There’s nothing like writing a book to make you not want to write a book. Of course, by then it’s too late. I’m usually in the writing mood, but I haven’t been in the zone for two weeks now, and it’s annoying. It’s as annoying as . . . see? Nothing. It’s as annoying as an incomplete simile.
As I’ve noted, I have a book due at the end of the month, so the Bleat will consist of whatever scraps have fallen from the scanner, complete with links to things everyone’s already seen before. I’d nothing better than to ramble on here in the usual fashion; these entries are often the most enjoyable because they’re the least consequential, and the most disintermediated.
Like that word? I just learned it the other day. It means what it looks like; there are no intermediaries between me and you. I have a free rein at the paper, although a few words and sentences get taken out from time to time – but the newspaper is the very embodiment of an intermediary. Hence the loss of the youth market, apparently: the more levels of intermediation, the less interest they have. Part of the appeal of YouTube might be the ability to comment on everything, a feature that demonstrates the perils of applying egalitarian ideals to criticism; YouTube message threads seem populated by the largest collection of morons on the planet.
Then there’s this cartoon, which I saw posted in our newsroom union bulletin board. (It's the 01/03/07 cartoon, if the link doesn't hit the right one. Look for three kids on a sofa.)
I hope that’s not what people at the paper believe. Ah, if only the Internet didn’t lure our impressionable youth with salacious photos of washed-up pop stars flashing their naughty bits, kids would buy newspapers for things that really, truly mattered to them, like Garrison Keillor’s column.

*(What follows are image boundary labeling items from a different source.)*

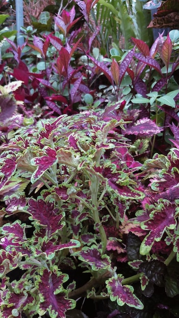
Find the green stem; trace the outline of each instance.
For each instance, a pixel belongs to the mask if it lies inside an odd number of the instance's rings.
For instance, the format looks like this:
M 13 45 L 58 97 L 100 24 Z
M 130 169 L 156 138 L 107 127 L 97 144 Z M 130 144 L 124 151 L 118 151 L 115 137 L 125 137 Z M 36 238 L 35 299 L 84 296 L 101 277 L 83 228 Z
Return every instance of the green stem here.
M 91 181 L 90 189 L 92 194 L 93 219 L 95 223 L 98 223 L 100 225 L 99 231 L 101 236 L 102 252 L 104 253 L 107 245 L 107 237 L 104 229 L 101 224 L 98 212 L 98 193 L 99 186 L 99 180 L 97 178 L 97 176 L 93 175 L 91 178 Z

All of which is a long overheated way of saying I probably couldn’t sell my editors on a piece about 1950s color schemes and why I like them. Just as well; not much meat on that particular bone. Just colors, and the fact that I like them. Sometimes. Now and then, I pause, and reconsider:
Give those colors a few cocktails, and they'd start fighting. There’s something arrogant about the coral hue: Yeah? So what? I'm here. Get used to it. Let me tell you something, Mr. Seafoam-green toilet, at the end of the day I'm the only stool in this room people don't try to get rid of. The color of the floor I’ve seen before, when my dog throws up bile. Bonus points for the matching phone:
That was high luxury in '56; a phone in the bathroom in a custom color. The modern equivalent would be a flat-panel HD TV in the shower - an extension of existing technlogy expanded forward into the realm of luxury. The ad notes that the colors were designed by “Howard Ketchum, noted color expert.” So he was. He designed the color palette for Lustron homes, among other things.

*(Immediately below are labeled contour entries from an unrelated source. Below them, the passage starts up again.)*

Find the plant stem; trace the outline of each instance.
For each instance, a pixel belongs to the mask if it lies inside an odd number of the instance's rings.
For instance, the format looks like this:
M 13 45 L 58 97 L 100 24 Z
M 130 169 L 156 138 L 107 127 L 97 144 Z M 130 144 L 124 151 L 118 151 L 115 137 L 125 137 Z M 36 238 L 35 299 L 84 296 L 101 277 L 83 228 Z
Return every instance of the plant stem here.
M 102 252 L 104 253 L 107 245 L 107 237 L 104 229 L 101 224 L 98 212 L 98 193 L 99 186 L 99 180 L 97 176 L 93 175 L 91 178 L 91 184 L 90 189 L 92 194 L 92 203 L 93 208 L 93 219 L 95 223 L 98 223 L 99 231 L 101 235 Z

Then there’s this, from the same 1956 magazine:
A thing of beauty. Loud, hard to steer, and inevitably coated with a oily sheen of petrochemical waste and minced lawn, but in its natural state, it’s lovely. The green stands for the lawn; the red stands for Power, which give you dominion over the lawn. Why, even wives cannot help but turn around and regard the device with admiration. Small children look up to their role models, wondering when they’ll be able to use it. Men stare ahead with resolute decision, knowing that great power brings responsibilities as well. In fact, it’s almost as if the machine is a family pet, like a dog. It belongs to them, and they belong to it.

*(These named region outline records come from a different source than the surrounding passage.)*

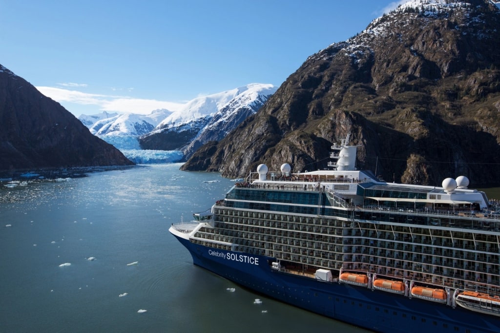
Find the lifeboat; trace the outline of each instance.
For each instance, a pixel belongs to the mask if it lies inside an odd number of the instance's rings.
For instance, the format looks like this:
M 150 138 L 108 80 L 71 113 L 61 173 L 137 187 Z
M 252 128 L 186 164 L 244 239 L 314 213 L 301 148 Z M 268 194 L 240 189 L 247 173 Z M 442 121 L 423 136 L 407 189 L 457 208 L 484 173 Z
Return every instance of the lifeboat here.
M 442 289 L 422 286 L 414 286 L 412 288 L 412 296 L 418 298 L 438 303 L 446 303 L 448 298 L 446 292 Z
M 500 316 L 500 298 L 498 296 L 466 290 L 458 294 L 455 302 L 471 311 Z
M 401 281 L 378 278 L 374 281 L 374 288 L 382 292 L 388 292 L 402 295 L 404 294 L 404 284 Z
M 342 273 L 338 277 L 342 282 L 355 286 L 368 286 L 368 276 L 366 274 L 356 274 L 354 273 Z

If the colors were pink and orange, it wouldn’t be the same. Much thought goes into these things, and it’s one of those wonderful by-products of peace and prosperity. When you’re not dealing with famine and invasion, you can study which hues produce particular emotions specific to all manner of tools and furnishings. Sometimes, however, the research gets it wrong. if you're ready: Josie and the Pussycats meets Clockwork Orange.
Warning: safe for work, which means you don’t have a good excuse not to look.
More of the same tomorrow, which means less of the usual. But on the other hand: this means a book for Chiristmas, and money in Gnat's college account. New Quirk & new Match as well; the latter contains a uniquely potent 70s horror, if you wish.
Oh, what the hell - might as well pad it out and put the match here.
A finer example of fern-bar horrors you will never find. The picture: a tub with human feet. And hands. The name: “Bobby McGee’s,” a reference to a miserable song screeched out by a drug addict who couldn’t aim for a note without splattering its neighbors with buckshot. The kicker: it’s not a restaurant, it’s a Conglomeration! Fern-bars always had names like this - W. C. Dillinger's Amalgamated Food and Drinkatorium Company. Gaah.
And it’s still around! Says one review:
An original feature of Bobby McGee's Restaurant is the talented service staff who serve and entertain wearing costumes bearing the likeness to comic book, movie, TV, or well-known historic and contemporary personalities.
Hell, in other words. But the reviews elsewhere are great. I suspect they’ve changed the matches to reflect the times. And I suspect that if you walk out on the bill, only to explain in the parking lot that “Freedom's just another word for nothin' left to lose / Nothin' don't mean nothin' hon' if it ain't free, no no” you’ll find that their version of the Bobby McGee philosophy may differ from Kris Kristofferson’s.
There. Saved you a click. See you tomorrow.